Titip Ummi, Ya, Kak.

15 2 1
                                    


Titip Ummi Ya ..., Kak

Karya: Window Wijaya


Sesungguhnya aku malu. Sebagai lelaki dewasa, tak mampu membendung air mata. Tak hanya itu, bahkan gemuruh dalam dada pun tak mampu kuredam hingga hangatnya menampakkan semburat merah muda di wajahku.

Ummi, berulangkali mengusap bulir netra yang menganak sungai di puncak pipi. Sejak kemarin tak banyak kata terucap dari bibirnya. Lebih banyak diam, terkadang pandangannya tampak kosong menatap jauh ke depan.

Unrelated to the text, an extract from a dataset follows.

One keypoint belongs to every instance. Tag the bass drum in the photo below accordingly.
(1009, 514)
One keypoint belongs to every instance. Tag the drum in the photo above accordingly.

Hari ini, putri kecilnya melangsungkan pernikahan diusia yang baru menginjak dua puluh dua tahun. Aku tahu, sejuta rasa tengah mengaduk-aduk pikiran juga perasaannya. Kekhawatiran akan kehilangan adalah hal yang paling ia takutkan. Kerap tanpa sadar ia berujar " Ummi takut, sangat takut. Menghabiskan hari tua dalam kesendirian, tanpa anak-anak."

***

Wanita paruh baya, itu biasa dipanggil dengan sebutan Ummi. Beliaulah induk semang semasa aku bekerja di kota ini. Kala itu, melihat kasih sayang yang tulus kepada semua anak asuhnya, membuat hati ini terpaut. Kami kerap mengobrol berdua, berbicara dari hati ke hati. Tak perduli tatapan curiga bahkan anggapan-anggapan miring tentang hubungan kami. Kedekatan kami benar-benar membuat penghuni kos-an merasa cemburu. Pun dengan putri ummi satu-satunya ..., Ardilla.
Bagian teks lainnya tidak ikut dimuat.